Specializes in geriatrics.

Sometimes residents misinterpret events, and/or forget/ misinterpret/substitute staff names. Or fabricate events. To avoid conflict, I do not chart staff names, because the chart is a legal document. I would chart, "Resident states that an evening staff member did not administer colace." Or, "resident reports that evening staff member...insert here...Writer will mention same to staff." Something along those lines. I provide care for many dementia residents. What happened/ didn't happen may change minute to minute, as an example. You can never really be certain.

Specializes in Medical Oncology, Alzheimer/dementia.

I'm a real stickler for documentation. I wouldn't have put a co-workers name in my charting, and I also would be upset if someone named me for something that wasn't done per a patient. When I worked in LTC on nights, I frequently had residents tell me the PM nurse didn't give them their meds. First thing I did was check the MAR to see if the med was signed out. Then I'd go to the blister pack or narc drawer and check against that. If it was for an inhaler or eye gtts, using my best nursing judgment I might administer it since I really couldn't tell. If all else failed, I'd document like the other posters said.

I've had residents tell the next nurse I didn't give/do whatever. Perhaps they thought I had left for the day. The nurse will come to me and say "did you give so and so their med? They're saying they didn't get it." I will pay a visit to that resident, and in a non-confrontational and non-accusing way refresh their memory. I hate when people lie on me.

To the OP, what's done is done. If something goes to court, it wouldn't be difficult to find out who the nurse on duty was at that time.

I'm a real stickler for documentation. I wouldn't have put a co-workers name in my charting, and I also would be upset if someone named me for something that wasn't done per a patient. When I worked in LTC on nights, I frequently had residents tell me the PM nurse didn't give them their meds. First thing I did was check the MAR to see if the med was signed out. Then I'd go to the blister pack or narc drawer and check against that. If it was for an inhaler or eye gtts, using my best nursing judgment I might administer it since I really couldn't tell.
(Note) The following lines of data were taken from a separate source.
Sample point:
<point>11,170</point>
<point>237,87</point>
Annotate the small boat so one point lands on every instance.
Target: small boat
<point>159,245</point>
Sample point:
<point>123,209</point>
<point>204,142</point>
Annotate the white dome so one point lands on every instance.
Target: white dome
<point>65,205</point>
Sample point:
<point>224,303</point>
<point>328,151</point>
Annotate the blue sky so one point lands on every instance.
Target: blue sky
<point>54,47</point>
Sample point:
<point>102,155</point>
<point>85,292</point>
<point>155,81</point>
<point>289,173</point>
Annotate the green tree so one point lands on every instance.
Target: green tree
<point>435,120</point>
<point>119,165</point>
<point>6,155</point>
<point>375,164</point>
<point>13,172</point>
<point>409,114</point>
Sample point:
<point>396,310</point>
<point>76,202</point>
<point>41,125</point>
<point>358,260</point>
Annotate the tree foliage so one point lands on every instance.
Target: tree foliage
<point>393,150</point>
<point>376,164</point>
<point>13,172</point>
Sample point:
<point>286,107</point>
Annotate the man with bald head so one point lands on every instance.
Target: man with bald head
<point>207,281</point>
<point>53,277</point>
If all else failed, I'd document like the other posters said.

Good point. A little investigating & verifying before documenting is logical!

Specializes in Med-Surg, oncology, LTC, home health.

I feel you have every right to include a residents name in your documentation. If he/she said something that he is worried about then maybe they need to be more careful what they say. If this resident is confrontational it should be reported to your unit director, and someone in charge needs to be aware of this residents unprofessional behavior. If you are uncomfortable with this, your facility should have a way to leave complaints anonymously. If he is yelling and using profanity with the other staff, who knows when this behavior will be directed or at the least witnessed by a patient or their family. Just documenting the resident said would be enough as well because they would be able to figure out who was there that night.